Dealing with seamless NSX DFW migrations (1/2)

Introduction

One of the use cases provided by VMware NSX is the Distributed Firewall, which secures application workloads within the datacenter. It’s fully decoupled from the underlying network infrastructure, being able to focus on application-based security. Many customers have already implemented NSX to secure their workloads.

With the upcoming EOL of NSX-v there is an urgent need to migrate to NSX-T. VMware offers the “migration coordinator“-tool, which enables customers to migrate from NSX-V to NSX-T. VMware invests heavily in this tool, but it only offers “big-bang” migration methods for DFW related scenario’s between different vCenters, this is due a software limitation of VMware NSX itself. One of the tasks of the NSX Manager is to translate Security Tags/VMs to IP addresses (VM2IP) which is programmed on the firewall of every vNIC of each VM.
NSX currently does not offer a method of sharing this VM2IP information between NSX Managers (except for NSX Federation, but that is out-of-scope for this blog … It can, however, be a part of your migration-strategy).
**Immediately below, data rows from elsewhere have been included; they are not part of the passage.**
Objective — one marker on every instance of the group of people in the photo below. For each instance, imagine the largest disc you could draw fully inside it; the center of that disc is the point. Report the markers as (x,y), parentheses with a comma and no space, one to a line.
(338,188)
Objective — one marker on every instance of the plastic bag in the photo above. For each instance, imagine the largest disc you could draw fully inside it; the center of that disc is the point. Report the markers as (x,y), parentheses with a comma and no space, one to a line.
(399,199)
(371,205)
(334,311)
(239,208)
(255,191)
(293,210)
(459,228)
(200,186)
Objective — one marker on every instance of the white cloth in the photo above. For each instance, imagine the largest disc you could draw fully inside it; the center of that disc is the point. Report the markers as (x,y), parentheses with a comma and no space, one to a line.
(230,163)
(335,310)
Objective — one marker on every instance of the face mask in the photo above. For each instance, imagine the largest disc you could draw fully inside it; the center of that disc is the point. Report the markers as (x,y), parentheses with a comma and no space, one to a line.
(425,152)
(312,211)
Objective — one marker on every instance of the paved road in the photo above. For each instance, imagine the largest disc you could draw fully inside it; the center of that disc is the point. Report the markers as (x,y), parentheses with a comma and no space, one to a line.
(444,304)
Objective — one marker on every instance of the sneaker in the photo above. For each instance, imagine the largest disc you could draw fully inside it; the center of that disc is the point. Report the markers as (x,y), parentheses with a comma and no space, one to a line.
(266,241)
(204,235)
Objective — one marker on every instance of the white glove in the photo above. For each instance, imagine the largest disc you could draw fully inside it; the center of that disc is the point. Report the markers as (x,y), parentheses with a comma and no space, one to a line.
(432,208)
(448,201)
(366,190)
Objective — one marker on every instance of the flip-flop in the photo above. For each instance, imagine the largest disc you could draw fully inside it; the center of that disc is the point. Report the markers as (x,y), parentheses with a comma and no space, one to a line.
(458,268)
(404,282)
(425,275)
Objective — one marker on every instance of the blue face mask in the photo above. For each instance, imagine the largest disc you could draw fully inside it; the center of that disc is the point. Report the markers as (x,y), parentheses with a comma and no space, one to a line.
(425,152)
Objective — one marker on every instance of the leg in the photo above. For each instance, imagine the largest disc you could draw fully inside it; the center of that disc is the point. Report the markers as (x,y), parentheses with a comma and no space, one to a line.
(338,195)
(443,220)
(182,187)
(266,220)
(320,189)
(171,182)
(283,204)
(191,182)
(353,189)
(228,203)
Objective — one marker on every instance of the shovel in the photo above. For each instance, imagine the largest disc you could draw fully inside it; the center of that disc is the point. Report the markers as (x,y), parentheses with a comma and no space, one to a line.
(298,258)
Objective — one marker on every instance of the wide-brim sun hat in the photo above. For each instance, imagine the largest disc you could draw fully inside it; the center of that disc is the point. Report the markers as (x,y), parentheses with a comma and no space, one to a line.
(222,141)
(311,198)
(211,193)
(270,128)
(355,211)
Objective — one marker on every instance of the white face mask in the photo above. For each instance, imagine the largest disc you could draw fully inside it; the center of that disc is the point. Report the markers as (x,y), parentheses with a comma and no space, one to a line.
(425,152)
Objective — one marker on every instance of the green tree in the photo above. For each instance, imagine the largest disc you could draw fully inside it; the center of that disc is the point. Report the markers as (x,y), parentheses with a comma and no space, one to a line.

To addition: VMware HCX (VMware Hybrid Cloud Connect tool) offers a method of migrating NSX tags along with the VM migration between vCenters/NSX Manager, but BE AWARE that it still doesn’t sync the firewall rules nor will it share the VM2IP information between NSX Managers which can result in communication-errors during and after migrations.

VMware continues to develop on this part of the migration, but sadly there is not a standardized solution available at this moment. With this blog I want to focus on “seamless” migrations of NSX-v to NSX-T and provide you some guidelines which can help you during these types of migration.

Black- vs whitelisting

The NSX DFW is either configured for black- or whitelisting, which can impose a risk on the migration.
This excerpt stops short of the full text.